In this study, a SYBR Green I-based real-time reverse transcription-polymerase chain reaction (RT-PCR) was developed for the clinical diagnosis of feline astroviruses (FeAstVs). Specific primers were designed based on the conserved region of the FeAstV ORF1b gene. Experiments for specificity, sensitivity, and repeatability of the assay were carried out. In addition, the assay was evaluated using clinical samples. Specificity analysis indicated that the assay showed negative results with samples of Feline Parvovirus, Feline Herpesvirus, Feline Calicivirus, Feline Bocavirus, and Feline Coronavirus, indicating good specificity of the assay. Sensitivity analysis showed that the SYBR Green I-based real-time RT-PCR method could detect as low as 3.72 × 10¹ copies/μL of template, which is 100-fold more sensitive compared to the conventional RT-PCR. Both intra-assay and inter-assay variability were lower than 1 %, indicating good reproducibility. Furthermore, an analysis of 150 fecal samples showed that the positive detection rate of SYBR Green I-based real-time RT-PCR was higher than that of the conventional RT-PCR, indicating the high reliability of the method. The assay is cheap and effective. Therefore, it could provide support for the detection of FeAstV in large-scale clinical testing and epidemiological investigation.

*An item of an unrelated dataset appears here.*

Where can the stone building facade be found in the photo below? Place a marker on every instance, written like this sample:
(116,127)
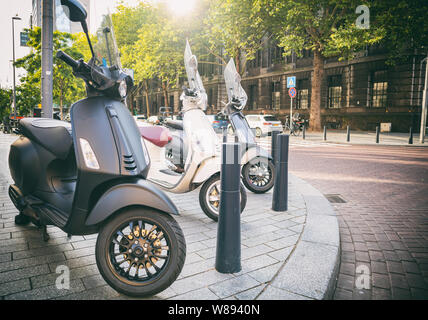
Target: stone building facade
(362,92)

在这项研究中，基于SYBR Green I的实时逆转录聚合酶链反应（RT-PCR）被开发用于猫星状病毒（FeAstVs）的临床诊断。根据FeAstV ORF1b基因的保守区域设计特异性引物。进行了测定的特异性，敏感性和可重复性的实验。另外，使用临床样品评估该测定。特异性分析表明，对于猫细小病毒，猫疱疹病毒，猫杯状病毒，猫Bocavirus和猫冠状病毒样品，该试验显示阴性结果，表明该试验具有良好的特异性。敏感性分析表明，基于SYBR Green I的实时RT-PCR方法可检测到低至3.72×10 ¹模板拷贝数/μL，比常规RT-PCR灵敏度高100倍。批内和批间变异性均低于1％，表明重现性良好。此外，对150个粪便样品进行的分析表明，基于SYBR Green I的实时RT-PCR的阳性检出率高于常规RT-PCR，表明该方法具有很高的可靠性。该测定便宜且有效。因此，可以为大规模临床检测和流行病学调查中FeAstV的检测提供支持。